Llevar una correcta contabilidad para delivery no es solo una obligación ante el SII pymes, es la única forma de que tu negocio no muera por falta de liquidez. Aquí te presentamos la guía definitiva para profesionalizar tu gestión financiera logística.
1. Clasificación de Costos: El "Hoyo Negro" del Reparto
El primer paso para el éxito es entender que no todo el ingreso es tuyo.

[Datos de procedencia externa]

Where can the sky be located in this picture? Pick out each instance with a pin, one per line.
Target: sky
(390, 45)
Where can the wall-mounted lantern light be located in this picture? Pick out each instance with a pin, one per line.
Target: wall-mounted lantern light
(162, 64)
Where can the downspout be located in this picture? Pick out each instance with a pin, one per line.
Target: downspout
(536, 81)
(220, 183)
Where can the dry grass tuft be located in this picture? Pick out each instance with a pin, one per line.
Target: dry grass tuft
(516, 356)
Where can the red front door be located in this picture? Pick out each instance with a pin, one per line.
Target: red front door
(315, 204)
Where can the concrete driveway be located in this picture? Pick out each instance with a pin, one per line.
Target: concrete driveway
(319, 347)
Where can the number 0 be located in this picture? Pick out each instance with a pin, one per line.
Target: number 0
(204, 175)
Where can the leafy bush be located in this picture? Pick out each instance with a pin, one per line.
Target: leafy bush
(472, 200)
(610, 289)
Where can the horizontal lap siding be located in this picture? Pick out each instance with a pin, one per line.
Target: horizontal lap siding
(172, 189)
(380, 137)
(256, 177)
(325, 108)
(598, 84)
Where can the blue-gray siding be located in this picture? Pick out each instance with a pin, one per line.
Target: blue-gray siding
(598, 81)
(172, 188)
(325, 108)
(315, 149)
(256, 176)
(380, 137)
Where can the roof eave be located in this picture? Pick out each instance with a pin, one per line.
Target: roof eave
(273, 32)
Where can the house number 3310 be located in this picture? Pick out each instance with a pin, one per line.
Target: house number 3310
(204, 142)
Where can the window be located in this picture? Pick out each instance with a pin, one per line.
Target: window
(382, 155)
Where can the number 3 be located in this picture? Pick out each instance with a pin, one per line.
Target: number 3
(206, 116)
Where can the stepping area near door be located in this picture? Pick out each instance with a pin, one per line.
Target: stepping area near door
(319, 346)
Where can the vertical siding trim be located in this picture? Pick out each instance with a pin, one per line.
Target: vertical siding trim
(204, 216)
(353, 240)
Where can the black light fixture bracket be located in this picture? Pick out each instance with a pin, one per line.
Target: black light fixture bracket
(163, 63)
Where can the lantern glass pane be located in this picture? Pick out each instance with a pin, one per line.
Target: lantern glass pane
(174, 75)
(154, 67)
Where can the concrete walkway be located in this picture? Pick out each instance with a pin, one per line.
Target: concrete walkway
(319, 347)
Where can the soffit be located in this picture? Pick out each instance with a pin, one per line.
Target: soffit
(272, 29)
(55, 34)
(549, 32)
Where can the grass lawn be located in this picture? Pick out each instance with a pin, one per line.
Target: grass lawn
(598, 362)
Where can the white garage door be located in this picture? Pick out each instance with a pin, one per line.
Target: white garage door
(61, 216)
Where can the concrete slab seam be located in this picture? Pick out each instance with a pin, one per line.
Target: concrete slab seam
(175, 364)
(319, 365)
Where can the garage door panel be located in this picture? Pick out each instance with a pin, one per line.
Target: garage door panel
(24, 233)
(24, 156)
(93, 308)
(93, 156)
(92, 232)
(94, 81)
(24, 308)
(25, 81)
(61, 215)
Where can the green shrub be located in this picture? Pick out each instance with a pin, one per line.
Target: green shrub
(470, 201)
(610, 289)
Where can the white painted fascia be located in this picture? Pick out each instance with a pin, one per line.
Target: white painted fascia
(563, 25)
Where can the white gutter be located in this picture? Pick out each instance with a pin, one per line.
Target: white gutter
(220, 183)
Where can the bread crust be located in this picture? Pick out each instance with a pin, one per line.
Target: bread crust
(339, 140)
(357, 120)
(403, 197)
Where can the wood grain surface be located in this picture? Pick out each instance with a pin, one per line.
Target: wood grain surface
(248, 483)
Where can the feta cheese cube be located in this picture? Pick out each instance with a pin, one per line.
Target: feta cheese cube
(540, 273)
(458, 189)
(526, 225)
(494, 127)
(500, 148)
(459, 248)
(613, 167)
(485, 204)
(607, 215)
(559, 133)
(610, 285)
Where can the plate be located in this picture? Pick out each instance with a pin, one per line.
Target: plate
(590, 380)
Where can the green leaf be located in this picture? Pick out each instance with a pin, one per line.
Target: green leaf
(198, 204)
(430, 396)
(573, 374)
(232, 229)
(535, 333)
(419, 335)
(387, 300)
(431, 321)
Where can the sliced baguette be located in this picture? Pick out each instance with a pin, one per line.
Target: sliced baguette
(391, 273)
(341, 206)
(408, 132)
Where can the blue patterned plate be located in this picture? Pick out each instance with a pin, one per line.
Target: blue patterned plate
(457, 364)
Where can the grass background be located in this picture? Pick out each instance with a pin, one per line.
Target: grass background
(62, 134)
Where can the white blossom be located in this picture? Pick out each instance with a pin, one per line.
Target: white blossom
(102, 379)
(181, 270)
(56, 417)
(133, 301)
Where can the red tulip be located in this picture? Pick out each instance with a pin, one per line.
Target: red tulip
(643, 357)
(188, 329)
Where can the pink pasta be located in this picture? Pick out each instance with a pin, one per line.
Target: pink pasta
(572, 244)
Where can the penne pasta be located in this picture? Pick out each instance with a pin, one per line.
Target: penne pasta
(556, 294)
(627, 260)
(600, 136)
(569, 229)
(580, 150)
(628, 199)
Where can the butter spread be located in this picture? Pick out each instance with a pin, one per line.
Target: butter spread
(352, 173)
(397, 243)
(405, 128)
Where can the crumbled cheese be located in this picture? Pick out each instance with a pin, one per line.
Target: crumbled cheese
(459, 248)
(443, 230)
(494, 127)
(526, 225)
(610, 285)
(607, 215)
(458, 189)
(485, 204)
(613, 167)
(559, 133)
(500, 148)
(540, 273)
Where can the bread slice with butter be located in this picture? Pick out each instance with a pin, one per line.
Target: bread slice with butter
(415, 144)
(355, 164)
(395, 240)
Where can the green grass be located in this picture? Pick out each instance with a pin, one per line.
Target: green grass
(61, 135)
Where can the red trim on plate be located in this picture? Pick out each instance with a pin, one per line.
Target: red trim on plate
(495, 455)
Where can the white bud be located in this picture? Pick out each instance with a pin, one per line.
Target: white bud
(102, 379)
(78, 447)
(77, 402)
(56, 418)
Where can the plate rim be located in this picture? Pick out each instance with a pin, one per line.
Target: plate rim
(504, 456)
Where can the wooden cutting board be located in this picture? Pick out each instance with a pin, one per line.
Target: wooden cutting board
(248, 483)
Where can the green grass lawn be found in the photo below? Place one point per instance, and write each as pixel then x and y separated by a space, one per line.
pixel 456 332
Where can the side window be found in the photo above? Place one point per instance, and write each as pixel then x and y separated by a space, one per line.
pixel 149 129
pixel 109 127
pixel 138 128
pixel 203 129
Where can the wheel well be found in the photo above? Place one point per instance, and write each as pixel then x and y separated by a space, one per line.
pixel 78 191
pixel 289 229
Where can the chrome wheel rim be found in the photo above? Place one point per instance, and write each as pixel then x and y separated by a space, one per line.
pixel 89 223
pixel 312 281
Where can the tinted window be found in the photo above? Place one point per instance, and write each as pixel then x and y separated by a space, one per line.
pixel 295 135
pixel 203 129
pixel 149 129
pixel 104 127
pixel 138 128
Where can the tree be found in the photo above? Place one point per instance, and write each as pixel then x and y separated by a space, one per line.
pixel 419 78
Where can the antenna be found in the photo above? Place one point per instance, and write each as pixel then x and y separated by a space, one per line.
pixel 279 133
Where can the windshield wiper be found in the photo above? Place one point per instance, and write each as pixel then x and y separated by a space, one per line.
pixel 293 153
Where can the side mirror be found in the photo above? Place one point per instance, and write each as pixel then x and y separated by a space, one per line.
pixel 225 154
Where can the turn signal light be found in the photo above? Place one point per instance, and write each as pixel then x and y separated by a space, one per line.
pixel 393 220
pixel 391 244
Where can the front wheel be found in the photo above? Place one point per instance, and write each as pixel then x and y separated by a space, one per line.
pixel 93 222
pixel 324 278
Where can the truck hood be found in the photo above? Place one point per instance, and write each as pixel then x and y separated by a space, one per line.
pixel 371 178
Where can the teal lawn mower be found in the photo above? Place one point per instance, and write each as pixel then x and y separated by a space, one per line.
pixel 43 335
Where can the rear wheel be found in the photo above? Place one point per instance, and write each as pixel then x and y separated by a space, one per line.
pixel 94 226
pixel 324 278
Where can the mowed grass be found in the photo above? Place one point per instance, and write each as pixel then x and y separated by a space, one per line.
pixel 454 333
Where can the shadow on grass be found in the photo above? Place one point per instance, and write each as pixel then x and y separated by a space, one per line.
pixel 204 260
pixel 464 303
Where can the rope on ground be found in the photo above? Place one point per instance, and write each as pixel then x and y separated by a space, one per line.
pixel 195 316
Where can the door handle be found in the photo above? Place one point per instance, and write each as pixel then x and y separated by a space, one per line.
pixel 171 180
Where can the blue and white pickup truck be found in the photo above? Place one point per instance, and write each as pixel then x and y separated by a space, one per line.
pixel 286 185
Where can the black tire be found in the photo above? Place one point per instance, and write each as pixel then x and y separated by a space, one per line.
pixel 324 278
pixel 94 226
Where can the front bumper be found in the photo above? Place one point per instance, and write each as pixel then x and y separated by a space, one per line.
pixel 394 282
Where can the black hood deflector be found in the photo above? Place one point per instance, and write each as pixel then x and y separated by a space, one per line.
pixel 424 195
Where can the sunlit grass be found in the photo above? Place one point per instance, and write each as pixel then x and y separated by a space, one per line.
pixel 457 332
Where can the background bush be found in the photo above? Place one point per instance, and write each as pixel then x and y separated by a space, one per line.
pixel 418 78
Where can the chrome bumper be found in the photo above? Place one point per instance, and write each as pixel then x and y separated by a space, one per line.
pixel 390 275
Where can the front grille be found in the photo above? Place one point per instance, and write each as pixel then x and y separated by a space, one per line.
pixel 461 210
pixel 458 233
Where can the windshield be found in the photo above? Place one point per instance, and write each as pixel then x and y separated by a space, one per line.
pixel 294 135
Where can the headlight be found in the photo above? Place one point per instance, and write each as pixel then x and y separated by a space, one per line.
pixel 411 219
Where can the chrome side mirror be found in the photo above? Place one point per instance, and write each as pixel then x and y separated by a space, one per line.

Para una gestión financiera logística impecable, separa tus costos en:
- Costos Operativos Variables: Combustible, mantenimiento por kilometraje, peajes (Tag) y comisiones de plataformas.
- Costos Fijos: Patentes comerciales, seguros de vehículos, sueldos administrativos y arriendos.
Si no conoces tu costo por kilómetro o por entrega, estás navegando a ciegas. Un control de costos riguroso te permitirá saber tu margen real.
2. Control de Ingresos Diarios y Conciliación
Las empresas de delivery suelen recibir pagos por múltiples vías: efectivo, transferencias, Transbank o liquidaciones de Apps de última milla. El control de ingresos diarios es vital para detectar fugas de dinero.
Tip de experto: Realiza un cierre de caja cada 24 horas. Compara lo despachado versus lo efectivamente recaudado. Las pequeñas diferencias diarias pueden sumar millones en pérdidas al final del año.
3. Cumplimiento con el SII Pymes
En Chile, el SII pymes exige un orden riguroso. Para evitar multas y auditorías, tu empresa de reparto debe cumplir con:
- Emisión de facturas o boletas de servicios de transporte.
- Declaración mensual del F29 (IVA) aprovechando correctamente el crédito fiscal de insumos y repuestos.
- Gestión de leyes sociales (Previred) para tus repartidores y personal de flota.
¿Por qué externalizar tu contabilidad?
El error común en las pymes urbanas es intentar llevar los libros por cuenta propia para "ahorrar". Sin embargo, un error en la declaración de impuestos o una mala gestión de costos operativos termina costando mucho más caro que una asesoría profesional.